Is Auto-Scaling the Solution for Pinpointing Underused Cloud Resources?
While auto-scaling helps to adjust cloud spend, IT administrators should be using all-purpose tools that work for their entire infrastructure.
Efficient cloud computing requires investment in the just the right number of servers for your company’s needs. Too few, and performance drops; too many, and valuable resources are wasted. Unfortunately, 60% of the cloud servers currently in use by enterprises are completely unnecessary, draining IT budgets and harming bottom lines. Considering how easy it is to invest far too much in cloud computing, IT leaders should make sure to foster scalability within their existing infrastructure.
Scaling cloud investment isn’t as easy as it’s often made out to be: while some optimistic observers compare controlling your cloud usage to shutting a water tap on and off, properly distributing cloud resources is a bit more difficult. Knowing when to scale down cloud spend requires insight into usage trends.

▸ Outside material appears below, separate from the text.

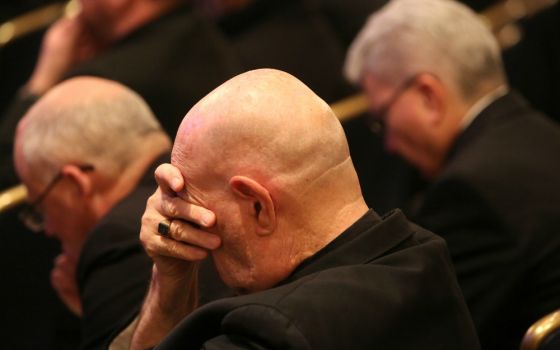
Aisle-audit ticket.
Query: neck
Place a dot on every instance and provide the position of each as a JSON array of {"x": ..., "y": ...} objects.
[{"x": 328, "y": 213}]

TechTarget recently spoke to these issues and recommended auto-scaling as a way to identify and minimize inefficient cloud usage. However, while auto-scaling offers some definite advantages, it remains a limited solution. For IT leaders looking to optimize their resource distribution across their entire IT infrastructure, it is more efficient to search for underused resources with a holistic IT cost optimization suite, rather than one dedicated simply to cloud resources.

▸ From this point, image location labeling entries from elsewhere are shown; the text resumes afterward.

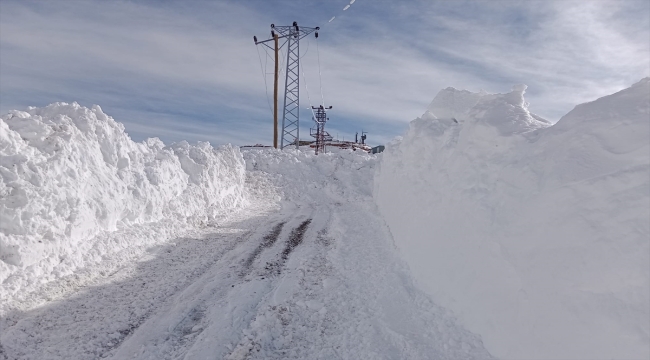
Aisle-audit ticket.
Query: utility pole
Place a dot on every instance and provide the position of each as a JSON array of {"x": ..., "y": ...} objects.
[
  {"x": 290, "y": 116},
  {"x": 319, "y": 133},
  {"x": 275, "y": 93}
]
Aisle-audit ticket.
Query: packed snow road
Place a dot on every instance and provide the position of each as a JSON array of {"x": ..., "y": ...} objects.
[{"x": 315, "y": 276}]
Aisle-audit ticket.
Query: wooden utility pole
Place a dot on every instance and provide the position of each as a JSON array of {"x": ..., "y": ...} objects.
[
  {"x": 290, "y": 117},
  {"x": 275, "y": 95}
]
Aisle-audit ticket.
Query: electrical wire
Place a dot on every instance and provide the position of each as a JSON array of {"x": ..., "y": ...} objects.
[
  {"x": 320, "y": 77},
  {"x": 266, "y": 88}
]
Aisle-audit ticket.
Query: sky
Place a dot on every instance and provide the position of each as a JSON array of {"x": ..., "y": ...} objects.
[{"x": 189, "y": 70}]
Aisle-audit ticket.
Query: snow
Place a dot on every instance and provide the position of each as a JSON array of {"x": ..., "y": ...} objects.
[
  {"x": 307, "y": 271},
  {"x": 75, "y": 188},
  {"x": 535, "y": 236},
  {"x": 483, "y": 231}
]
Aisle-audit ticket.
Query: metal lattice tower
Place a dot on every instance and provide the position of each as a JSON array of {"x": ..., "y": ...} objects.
[
  {"x": 290, "y": 115},
  {"x": 320, "y": 117}
]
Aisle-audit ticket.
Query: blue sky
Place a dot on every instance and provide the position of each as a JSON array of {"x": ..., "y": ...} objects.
[{"x": 189, "y": 70}]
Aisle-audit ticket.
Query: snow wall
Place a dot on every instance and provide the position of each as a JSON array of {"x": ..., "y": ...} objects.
[
  {"x": 536, "y": 236},
  {"x": 74, "y": 188}
]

Many public cloud providers, including Google Cloud Platform, Microsoft Azure, and Amazon Web Services, provide monitoring, scaling, and load balancing services that combine to largely automate cloud workload scaling. Together, these services take much of the pressure off administrators to ramp up and decrease cloud spend.
Even still, these services don’t run fully autonomously: administrators need to determine the policy that sets expiration dates for unused workloads, so that unnecessary applications don’t continue to run in the cloud. Additionally, administrators should use cloud tagging to identify and name resources, making it easier to remove them when they are no longer necessary.
Keeping an Eye on Auto-Scaling
Despite the push toward automation, IT administrators still need to monitor their infrastructure and spend to ensure that all components are running smoothly and that resources are allocated appropriately.
One way to do this is by relying on the cloud provider's monitoring service. Such services allow administrators to oversee key metrics and determine the health of their cloud computing setup. However, this solution is also an inherently limited one. Administrators are reliant on their cloud service provider to make performance data public, and some providers like AWS are less than completely transparent. Additionally, new cloud service providers may not not have adequate performance management systems in place. Put it all together, and this makes performance monitoring more difficult on the cloud.
Holistic Scaling and Monitoring Solutions
Luckily, there are other solutions to your scaling and monitoring needs. Capacity planning and performance monitoring software like TeamQuest Predictor can optimize resource allocation across your entire IT infrastructure, not just the cloud. That way, you can know when cloud servers should be increased or decreased and still gain valuable insight into your in-house server needs.
Additionally, an infrastructure monitoring service like Vityl Monitor can provide holistic health reports on your entire IT infrastructure. Monitor accumulates different data sources into one central location, so that cloud insights can be located on the same screen as in-house server metrics. Rather than relying on the cloud server provider’s platform, Vityl Monitor allows full customization of your window into infrastructure performance.
While auto-scaling does help to adjust cloud spend, IT administrators should push for tools that work with their entire infrastructure. When it comes to IT, your problems are complicated enough — that’s why your solutions should be one-size-fits-all.